When the first audience member entered the pitch without repercussions, the metaphorical barrier was broken and the flood gates were opened.

The question that now arises is who? Who would benefit the most from an event that causes instability in Egypt. Some have argued Israel (not surprising since Israel is blamed for almost everything in this part of the world. Google Sharm el-Sheikh shark attack), others blame the US. Yet both these claims don’t hold up to serious scrutiny. For one, the US and Israel have very little to gain from an unstable or failing Egypt. Both states have large investments in the nation and both states would really not like to see Egypt become a hotbed of terrorist activity. Though it would accurate to suggest that the US and Israel would have preferred Mubarak to remain in power, I would be willing to bet that they have resigned themselves to the idea that the Mubarak era is over, and that whether they like it or not, the future of Egypt is democratic.

It is SCAF who is pulling the strings in this case. What’s in it for them you ask? Good question, I’ll tell you.

First, democracies, by their very nature, are constant power struggles. Usually, these struggles occur within pre-existing guidelines that were established years ago. Various institutions are in place to ensure that the power struggles remain fairly civil.

In Egypt, our institutions are weak and the guidelines that set the rules which shape the power struggles are relatively non-existent. Instead, the competing bodies each are attempting to play by their own rules as to how to attain power. Some, such as the various political parties, are attempting to attain power through the democratic process. Others however, such as the remnants of the previous regime, may wish instability on Egypt for their “I told you so” moment, but really have nothing to gain from chaos. This is of course, unless they are so naïve as to believe Egyptians would welcome them back.

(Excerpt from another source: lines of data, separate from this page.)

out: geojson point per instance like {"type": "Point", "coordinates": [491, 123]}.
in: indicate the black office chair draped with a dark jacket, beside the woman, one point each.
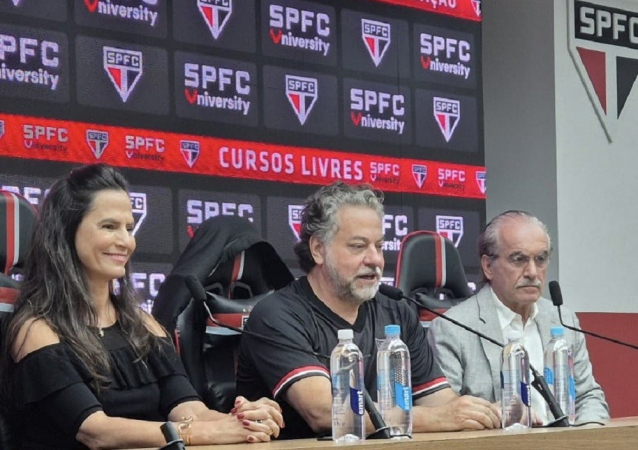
{"type": "Point", "coordinates": [237, 269]}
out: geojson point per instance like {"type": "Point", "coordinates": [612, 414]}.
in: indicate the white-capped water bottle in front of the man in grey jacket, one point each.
{"type": "Point", "coordinates": [515, 386]}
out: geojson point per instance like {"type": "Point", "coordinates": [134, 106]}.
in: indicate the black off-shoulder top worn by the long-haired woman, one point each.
{"type": "Point", "coordinates": [53, 395]}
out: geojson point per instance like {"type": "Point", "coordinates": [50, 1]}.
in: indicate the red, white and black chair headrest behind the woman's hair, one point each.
{"type": "Point", "coordinates": [17, 216]}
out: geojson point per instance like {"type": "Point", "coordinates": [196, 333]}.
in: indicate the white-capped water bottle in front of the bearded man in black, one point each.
{"type": "Point", "coordinates": [346, 372]}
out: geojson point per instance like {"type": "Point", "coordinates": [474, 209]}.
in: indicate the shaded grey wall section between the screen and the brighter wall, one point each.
{"type": "Point", "coordinates": [518, 91]}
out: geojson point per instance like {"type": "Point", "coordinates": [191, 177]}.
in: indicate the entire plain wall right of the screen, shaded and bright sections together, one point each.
{"type": "Point", "coordinates": [546, 152]}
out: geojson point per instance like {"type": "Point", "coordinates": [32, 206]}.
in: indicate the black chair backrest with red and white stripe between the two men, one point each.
{"type": "Point", "coordinates": [429, 266]}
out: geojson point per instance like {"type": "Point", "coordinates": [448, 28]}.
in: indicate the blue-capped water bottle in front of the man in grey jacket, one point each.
{"type": "Point", "coordinates": [559, 373]}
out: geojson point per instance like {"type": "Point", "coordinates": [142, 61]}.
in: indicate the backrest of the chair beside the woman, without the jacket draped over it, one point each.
{"type": "Point", "coordinates": [208, 351]}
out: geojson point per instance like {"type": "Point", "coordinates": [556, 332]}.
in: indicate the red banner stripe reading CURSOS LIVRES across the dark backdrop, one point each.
{"type": "Point", "coordinates": [66, 141]}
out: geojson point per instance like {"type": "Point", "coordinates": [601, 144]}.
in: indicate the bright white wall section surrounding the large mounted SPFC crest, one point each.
{"type": "Point", "coordinates": [597, 187]}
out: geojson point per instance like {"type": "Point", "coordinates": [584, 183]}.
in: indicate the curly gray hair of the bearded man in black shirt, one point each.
{"type": "Point", "coordinates": [319, 215]}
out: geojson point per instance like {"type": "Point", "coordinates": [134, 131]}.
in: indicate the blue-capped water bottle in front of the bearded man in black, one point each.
{"type": "Point", "coordinates": [394, 384]}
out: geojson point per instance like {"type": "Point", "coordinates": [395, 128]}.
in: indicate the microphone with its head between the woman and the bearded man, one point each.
{"type": "Point", "coordinates": [381, 430]}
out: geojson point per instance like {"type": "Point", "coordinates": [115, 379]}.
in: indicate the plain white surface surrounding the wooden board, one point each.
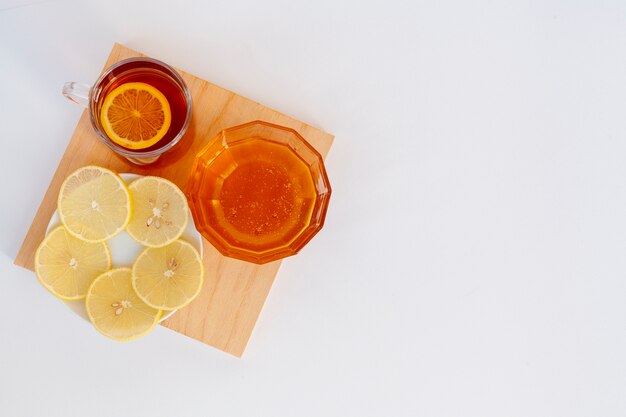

The SCAF on the other hand, has the most to gain from what happened in Port Said. To understand why, one must know a little something about how most Egyptians view their military.

Egyptians see their armed forces as infallible. Try telling an Egyptian that the October 1973 war was actually a stalemate rather than a victory for Egypt. Most likely they will yell at you, insult you, and leave you. Egyptians also have a personal relationship with the military. Most Egyptian males are conscripted into the armed forces for 1-3 years after college. Every family in Egypt has a member who is, or has been in the military. For many in Egypt, criticizing the Egyptian military is like insulting a family member.

Moreover, the Egyptian military is a pretty solid institution. They are relatively well trained, efficient, and wealthy. This is in stark contrast to the crumbling institutions which make up the Egyptian governmental bureaucracy.

What does this have to do with Port Said? Well, given the idolization of the military forces, and the relative efficiency of the military institution, it would not be a stretch to suggest that many Egyptian people will take Port Said as a foreshadowing of future events. Notice, not a single military officer was present in the stadium and so SCAF cannot be accused of being unable to maintain order. The Ministry of Interior will become the scapegoat. In turn, many Egyptians will tell themselves that only the military is capable of keeping order in Egypt. Indeed, even if they fail to maintain peace (which they clearly have) in this transition period they could hide behind their hero status and argue that if even they, with their majestic Suez crossing water-cannon shooting brilliance, cannot maintain order, who can?

I used to believe that the SCAF would seize power out of the hands of the Egyptian people at the end of this transition period. I was wrong. By June, the Egyptian people will be begging the military to stay and protect them from the chaos that they believe will inevitably erupt. Well played SCAF, well played.